What makes brain fog worse? Although I don’t know what makes brain fog better, I do know what makes it worse, for me anyway. Doing a lot physically can wear me down with my brain trying to support my body’s pain levels. Sleep doesn’t necessarily make up for this though. A major thing for me that makes my brain fog worse is when I’m not allowed into certain discussions or conversations, making me feel even more detached. Worse than that though is when people ridicule you for forgetting things, making mistakes trying to do something seemingly simple, or for generally being slow. The thing is, because of brain fog I may seem like I’m happily in my own world, but I’m not. I feel embarrassed and ashamed for not understanding things as naturally as others do, and this is why my brain is so noisy all of the time. I know that I shouldn’t feel ashamed, and others remind me of that all the time. One comment calling me ‘useless’ or ‘too slow’ can set my brain off into a frenzy of why it can’t be good enough, which in turn makes stress worse and feeds the brain fog even more.

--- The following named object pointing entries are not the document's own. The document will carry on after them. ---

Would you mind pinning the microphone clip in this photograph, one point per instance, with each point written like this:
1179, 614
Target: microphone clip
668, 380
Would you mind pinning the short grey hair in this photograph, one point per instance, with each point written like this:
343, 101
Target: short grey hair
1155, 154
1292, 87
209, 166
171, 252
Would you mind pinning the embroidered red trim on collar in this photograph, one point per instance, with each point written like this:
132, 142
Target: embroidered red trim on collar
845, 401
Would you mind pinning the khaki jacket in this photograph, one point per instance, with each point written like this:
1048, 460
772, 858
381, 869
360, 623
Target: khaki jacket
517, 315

When all of this was getting to me last night, I did a bit of writing about how it feels for me to suffer with brain fog. It’s a metaphor to demonstrate how isolating and frightening it can be. I’m sure I’m not the only one who feels like this. Here is what I wrote:

‘I am like grass. I envy the fruitful, vivid flowers around me. I’m not the centrepiece in any garden. Even weeds flower. Even weeds attract beautiful bumblebees. I don’t attract people unless it’s for them to pick at me or lay above me. Sometimes it’s fun to watch them dance and play, but it hurts and I quiver at the thought that I am still just grass. As soon as I start to grow tall, I’m cut down again and left sore. That, or I’m turfed out, sometimes even relocated left messy and out of place. I guess grass is necessary though, to make others look brighter, to level out the bright from the dull.’

Yes, that is rather depressive. I know that my brain fog doesn’t make me any less worthy of joy or contentment than anyone else, but when you feel so isolated because of it, this is how it can make you feel. Less human, less included, and less capable. To clarify again, I know this is not the truth, but it’s an insight into what I often feel as a result of this one symptom combined with depression and chronic pain.